What I’m listening to: A Rock ‘n Roll Fantasy by The Kinks
A sucky week ahead of me. I have plenty of work, but I also have physical therapy for an exercise-induced foot injury. Plus, I have a good dose of personal junk to deal with that just sucks my energy by the end of a day.
I did hit Twitter yesterday to see what’s new in the freelance writing world. I’ll say this — there’s a lot of stuff out there. Lots and lots of people talking, but not too many who are communicating.
One writer tweets only about herself — her blog posts, her articles, her courses and books.
Too many writers are there only to ask for work.
One or two writers are promoting other writers so often you wonder how much they get out of doing so.
Then there are the promises:
- Boost your freelance writing income in one step.
- Earn $10,000 in your first month.
- Where to find freelance writing jobs.
- Free training (with the hook coming at the end of the freebie)

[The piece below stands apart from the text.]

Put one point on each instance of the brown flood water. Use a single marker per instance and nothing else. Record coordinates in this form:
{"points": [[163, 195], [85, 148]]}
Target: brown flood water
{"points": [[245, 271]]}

Social media — you’re doing it wrong.
So, please. Stop.
There’s a right way to do social media. In fact, there are several right ways. You just have to build a social media approach that works for both you and your audience.
That’s right — it has to work for your audience, too. No more of the sound-of-one-hand-clapping approach.

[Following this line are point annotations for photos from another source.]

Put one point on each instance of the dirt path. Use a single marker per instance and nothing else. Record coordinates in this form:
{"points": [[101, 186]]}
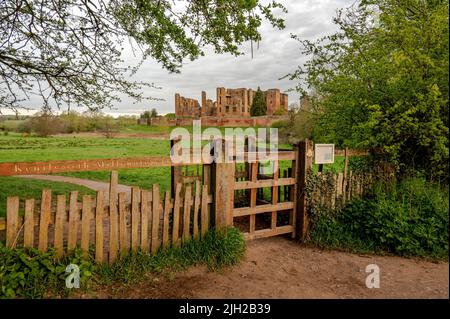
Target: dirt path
{"points": [[280, 268], [97, 186]]}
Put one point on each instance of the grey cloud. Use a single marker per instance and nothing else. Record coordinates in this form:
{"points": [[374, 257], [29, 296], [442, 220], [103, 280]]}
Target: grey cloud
{"points": [[278, 55]]}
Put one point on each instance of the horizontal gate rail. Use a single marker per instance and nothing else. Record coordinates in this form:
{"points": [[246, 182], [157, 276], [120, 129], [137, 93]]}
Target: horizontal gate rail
{"points": [[260, 209]]}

Pay attention to the message. Half the battle in getting social media right is setting a consistent tone with your communication. Want to be known as the writer who makes provocative promises that you might not be able to deliver on, or do you want to be the writer who shares info without expecting payment up front? Also, are you friendly, authoritative, ironic, detached, engaged… figure out what image you’re projecting with your messaging.
Mix it up. It’s okay to tweet about yourself and the things you’re selling. Just don’t make that your entire focus. In fact, make it a smaller portion of your focus — ideally, an 80/20 mix in which 80 percent of your messages have nothing to do with you (other than you’re the person who consistently shares neat stuff). Take the focus off you, you, you.

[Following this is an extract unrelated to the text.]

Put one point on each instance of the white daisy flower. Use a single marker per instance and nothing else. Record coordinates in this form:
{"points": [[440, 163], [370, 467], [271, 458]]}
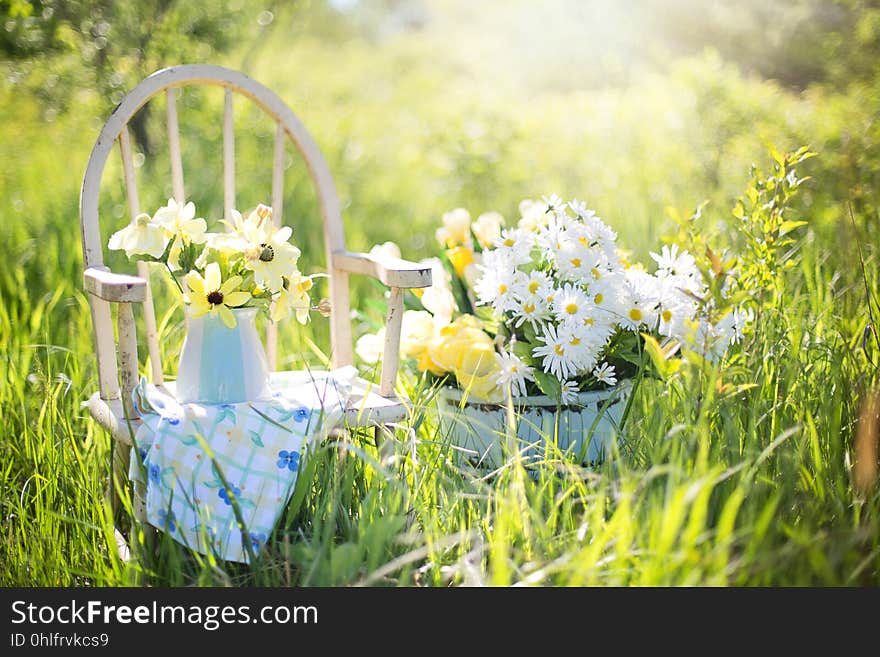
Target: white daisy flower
{"points": [[571, 305], [497, 286], [487, 228], [555, 353], [553, 203], [515, 245], [607, 294], [605, 374], [672, 263], [640, 301], [514, 372], [582, 348], [530, 309]]}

Create relationships. I’ll say it right here: I am sick of getting tweets and messages from people wanting something from me who haven’t bothered to build a relationship first. I’m tired of reading tweets that insist I part with my money — from people who haven’t bothered to prove to me why I should trust them. Your audience is much more likely to respond if you bother to get to know them. Business success -- even for freelancers -- is all about relationships. Click To Tweet
Shut up and listen. Don’t you get tired of hearing one person clogging the social media waves with their endless offers, opinions, rants… don’t be that person. Instead, retweet something. Share something or like something on LinkedIn. Congratulate someone. Make it about someone else, and promote their efforts freely without any expectations.
Schedule your own messaging. The best way to be consistent on social media is to show up when your audience is engaging. Research the best times for your particular hashtags to get traction, then schedule them. And don’t be that person who sends out 12 tweets in a two-minute span or litters five or more LinkedIn Groups with your blog link. Way to get yourself un-followed.
Take a break. Just like you should be consistent in when you show up, you might want to try being consistent in allowing yourself time away from social media. I won’t go near Twitter or LinkedIn on weekends. (I don’t go near my computer at all on weekends, actually.) Give yourself and the airwaves a break. Trying to push out messages every day can result in a dilution of what you’re trying to say.
Writers, what’s your current social media approach? Is it a plan or more of a loose guideline?
What social media messaging mix works best for you? Why?